Amid escalating Russian missile attacks and Ukrainian defensive resistance, preoccupations in Europe are about how to channel more weaponry and ammunition to Ukraine. Peace talks are seen as secondary or dismissed as defeatist, yet they remain an essential component of this military-political conflict.
Wars like this eventually end in settlements or armistices that fall short of victory for either side. Widespread talk of stalemate at the beginning of this year has given way to fears in Europe that the advantages of scale are accruing to Russia and are not being offset for Ukraine because promised delivery of US and European weapons and ammunition is delayed. Putin’s Russia is reasserting its maximalist demands on Ukraine. They include “denazification”, no Nato membership and keeping at least the 18 per cent of Ukrainian territory it now holds.
Putin is taking advantage of apparently weaker resolve in Europe and the US to continue supporting Ukraine. Although objectively he is in a far weaker position than Europe – economically and on basic resources – he commands his authoritarian regime with renewed confidence.
Fears that he can translate this into further imperial expansion in his ambition to resurrect former Russian lands now in the European Union were expressed by French president Emmanuel Macron this week after the solidarity summit he called. Saying variously that Putin cannot win and must be defeated, Macron talked of sending troops to Ukraine and agreed with the proposal to buy shells in world markets rather than rely only on EU states to provide them.
Macron is asserting French leadership of the moves towards far more European military capacity in the face of Russian power and diminishing US commitment to Nato. Combined with German rearmament, this is a major turning point towards the strategic autonomy he advocates for Europe. But Macron’s troops suggestion was immediately shot down by his allies because it would put Nato at war with Russia.
Recent polling shows more pessimism among Europeans about a Ukrainian victory in the war. In Ukraine itself there is still a majority in favour of fighting on and a determination not to cede territory. That territory includes Crimea, seized by Putin in 2014 and gifted to Ukraine under Soviet rule by Khrushchev in 1954. The Ukrainians insist it must be returned in any settlement. But since it has strategic Russian naval ports Putin absolutely refuses. He talks of any such a move, supported by Nato, as drawing the conflict closer to nuclear war.

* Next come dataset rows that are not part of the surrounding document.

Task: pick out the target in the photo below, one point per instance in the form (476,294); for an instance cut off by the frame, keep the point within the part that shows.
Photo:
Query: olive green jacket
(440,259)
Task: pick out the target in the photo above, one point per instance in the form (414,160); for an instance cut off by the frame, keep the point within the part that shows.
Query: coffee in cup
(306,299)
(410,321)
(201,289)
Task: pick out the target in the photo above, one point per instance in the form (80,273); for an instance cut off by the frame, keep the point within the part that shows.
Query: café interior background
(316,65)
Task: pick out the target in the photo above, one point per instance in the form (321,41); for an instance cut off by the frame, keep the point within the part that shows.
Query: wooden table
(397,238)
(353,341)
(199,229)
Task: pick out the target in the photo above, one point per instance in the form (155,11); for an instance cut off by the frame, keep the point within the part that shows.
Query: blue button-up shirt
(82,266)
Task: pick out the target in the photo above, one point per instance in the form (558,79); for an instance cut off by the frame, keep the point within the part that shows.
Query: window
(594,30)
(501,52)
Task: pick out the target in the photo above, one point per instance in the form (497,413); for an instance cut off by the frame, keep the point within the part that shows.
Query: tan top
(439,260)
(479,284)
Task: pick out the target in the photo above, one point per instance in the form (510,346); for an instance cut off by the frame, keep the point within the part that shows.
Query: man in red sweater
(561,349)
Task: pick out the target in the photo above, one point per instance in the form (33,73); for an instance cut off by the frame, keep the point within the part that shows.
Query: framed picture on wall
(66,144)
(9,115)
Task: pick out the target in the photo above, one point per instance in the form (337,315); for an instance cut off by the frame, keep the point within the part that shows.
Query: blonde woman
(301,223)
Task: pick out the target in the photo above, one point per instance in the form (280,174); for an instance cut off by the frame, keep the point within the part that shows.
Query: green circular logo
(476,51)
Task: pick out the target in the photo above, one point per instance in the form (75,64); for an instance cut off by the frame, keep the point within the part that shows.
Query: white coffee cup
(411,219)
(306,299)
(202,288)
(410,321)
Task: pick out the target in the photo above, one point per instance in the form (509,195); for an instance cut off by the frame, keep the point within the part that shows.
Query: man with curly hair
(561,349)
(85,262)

He is mindful of the debate going on in the White House about whether the US should continue to support Ukrainian claims to Crimea, or whether it would be necessary to stop short of that in any peace talks.
That illustrates the great dangers at play in this period of the war. They concern not only European powers and the US but affected states worldwide. There have been many initiatives for talks. In the months after the Russian invasion they were led by Turkey and other regional states, which the Russians say were sabotaged by Boris Johnson and Nato. Denmark took an initiative and more recently Switzerland and Austria have floated ideas that would involve Russia and China. So has the African Union.
President Zelenskiy’s current plans for a very broad-based conference on his peace proposals are being actively pursued; but they do not include Russia, which has dismissed them as not serious. Zelenskiy wants to gather widespread support for his own maximalist demands of territorial recovery, compensation, membership of the EU and Nato – and he refuses to talk to Putin.
Work by senior former US diplomats and officials has also prepared some of the ground for possible talks. All such efforts now take place in the shadow of a possible Trump victory in the US presidential elections. Trump has hinted he would solve the war quickly and is less committed to Ukraine.
Those drawing realist conclusions from the current balance of forces foresee a phased process of negotiations and agreements. Final resolution of territorial claims on both sides would be postponed to further talks. The status quo on the battlefield would be roughly adhered to. This could allow both sides to claim a limited victory, partly by redefining what victory means.
Thus Ukraine has heroically defended nearly all the territory it held before the invasion, is now locked into EU membership and solidarity for reconstruction and will secure associated security guarantees. Putin would hold on to roughly what he controls in Ukraine now, has consolidated his regime as a more authoritarian state, attracted support from China and managed to offload many of the sanctions imposed.
That would be a messy and suboptimal outcome, but it may be the best available after two years of war.